Nevada
I think there can be no one answer to that question. But I use dream imagery as an example. In our dreams some of the symbols are universal, some are personal. Even the universal ones mean different things to different people, depending on our background or culture or personal experience. So only the dreamer is truly capable of interpreting their own dream, identifying the answers that "click" -- as Jung put it. I've also read that mediums develop a kind of language of images that helps them communicate with spirit, that it's not the spirit creating the images so much as reflecting what they need to from the medium's unconscious in order to communicate through him. From this I gather that there's a meeting of psychic and unconscious in our psyches, or some kind of universal psychic cauldron we're all connected to, a place where these constructs aren't necessary, where we can meet one another and communicate, but in order to bring those communications into consciousness our minds must dress them in our personal symbolic language.Scion said:You read with it because it works but then you come back and say that it works for a reason. Do you seriously believe that someone gets as deep or meaningful a reading out of a system by faffing their way through it? Ignoring the system and pretending ignorance imparts some kind of mastery is bizarre. But that's abstract again...

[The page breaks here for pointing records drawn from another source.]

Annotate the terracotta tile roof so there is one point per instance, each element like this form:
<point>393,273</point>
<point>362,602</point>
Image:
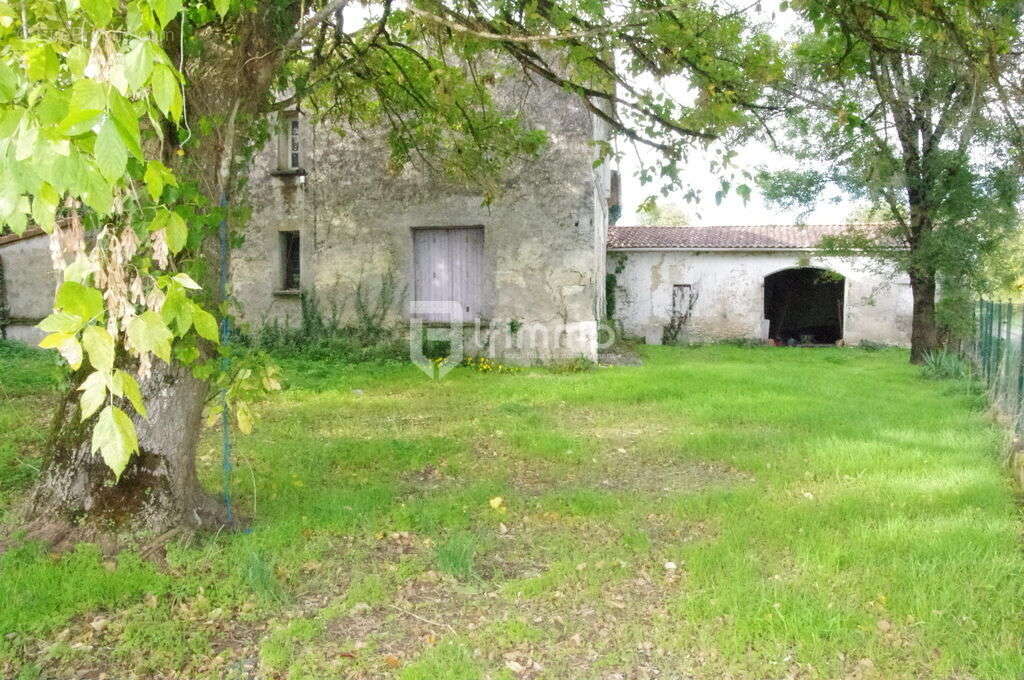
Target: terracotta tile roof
<point>769,237</point>
<point>31,232</point>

Let me ask another baseline question: what makes a GD deck work and how can it be made to work better?
A GD deck can certainly use symbolic language that I understand without me understanding or agreeing with the deck creator's reasoning behind it. Or, if I'm more in touch with my unconscious, as I think many Tarot readers are, I can make a conscious decision to let my unconscious use certain symbols in certain ways, or dress the communication in my own symbols as necessary, as one would have to do with, say, toothpick readings.